NeuroChron converts brain MRIs into predictive biomarkers by estimating brain age and identifying patterns of accelerated aging
Memory loss and cognitive decline appear after years of gradual change in the brain; at that stage, treatment can slow progression, but it cannot reverse the damage or halt ongoing decline. The challenge facing clinicians and researchers is as much about timing as treatment: how to identify risk early enough to make a significant intervention.
That’s the shared mission of Gerson Estrada, Nicholas Kim, Nicole Popenko and Ishaani Pradeep – a group of seniors at USC Viterbi’s Alfred E. Mann Department of Biomedical Engineering (BME). When the students were tasked with designing and building a biomedical prototype for their senior design project, they used the opportunity to develop a technology that could improve early detection of neurodegenerative disease – a shared interest driven both by research and personal experience with family members.
The outcome was NeuroChron, a platform that converts routine brain MRIs into predictive biomarkers by estimating brain age and identifying patterns of accelerated aging. As the prototype developed, the team soon recognized its broader clinical and commercial potential. After connecting with Reem Khan, a student in the arts, technology, and business of innovation undergraduate program at the USC Iovine and Young Academy (IYA), they decided to take the leap and build a company.
AI on the brain

L-R: NeuroChron team members: Reem Khan, Gerson Estrada, Nicole Popenko, Nicholas Kim, and Ishaani Pradeep
The concept for NeuroChron builds on a well-established relationship: when the morphology and functioning of the brain indicates an age biologically older than a person’s chronological age, the risk of neurodegenerative disease increases.
“There have been several studies linking increased divergence in brain age to much higher rates of Alzheimer’s Disease and dementia,” said Nicholas Kim, who led model integration for NeuroChron.
However, the structural changes that indicate accelerated brain aging are subtle, distributed and not easily isolated through conventional analysis – at least when relying on the all-too-human brain of a clinician. In the age of AI, that needn’t be the case. “These deep learning models can process vast amounts of data and pay attention to details people wouldn’t be able to see, which allows for much more predictive power and earlier detection,” said Kim.
NeuroChron knowhow
Rather than building a wholly new predictive model, the team focused on making existing models more intuitively usable.
Picture this: a clinician uploads an MRI scan and enters basic information. The system preprocesses the image, stripping away non-brain tissue and aligning it to a common brain atlas before passing it through a trained model. The output is a structured report: predicted brain age, the difference from chronological age, and a visual map indicating which regions contributed most to the result.
“NeuroChron assesses your predicted brain age, the difference between that and your actual age, and gives a surface-level clinical interpretation along with a saliency map shows how much each region of your MRI contributed to the prediction,” said Kim.

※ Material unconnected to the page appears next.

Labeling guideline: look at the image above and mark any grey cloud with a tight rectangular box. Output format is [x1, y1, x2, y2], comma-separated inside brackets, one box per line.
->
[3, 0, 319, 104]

From senior design project to startup
From the beginning, the team operated like a super-lean startup. Estrada led deployment of the platform to production, backend and frontend development, and managed the shared codebase. Kim led preprocessing and model integration and collaborated with Estrada on deployment. Popenko worked on initial system conceptualization, data acquisition and conducted physician-guided validation to ensure the system was accurate, interpretable and aligned with clinical workflows.
Pradeep worked on project strategy, presentation development, and stakeholder-facing communication, ensuring the system was clearly positioned for clinical and translational impact. Khan introduced a focus on market definition, pitching, and long-term viability. Her entrepreneurial perspective, trained at IYA, shifted the project from a technical exercise toward something that could navigate the biomedical business landscape.
“NeuroChron is currently in the early-stage startup phase,” said Pradeep. “We have developed a working MVP that transforms standard brain MRI into predictive brain aging metrics, with a focus on clinical usability and explainability.”
The team is now exploring next steps following graduation, including formal incorporation, partnerships with clinical and research institutions, and further validation of their models to predict early progression; the starting point for taking action with preventative approaches and earlier-stage intervention.
By synthesizing routine imaging into a measurable trajectory, NeuroChron reframes decline as process that can be paced – rather than an endgame. As such, the prototype is a paradigm shift as much as a product; rethinking the timeline for intervention by changing how risk is assessed and the extent to which clinicians –and patients – have the agency to heal.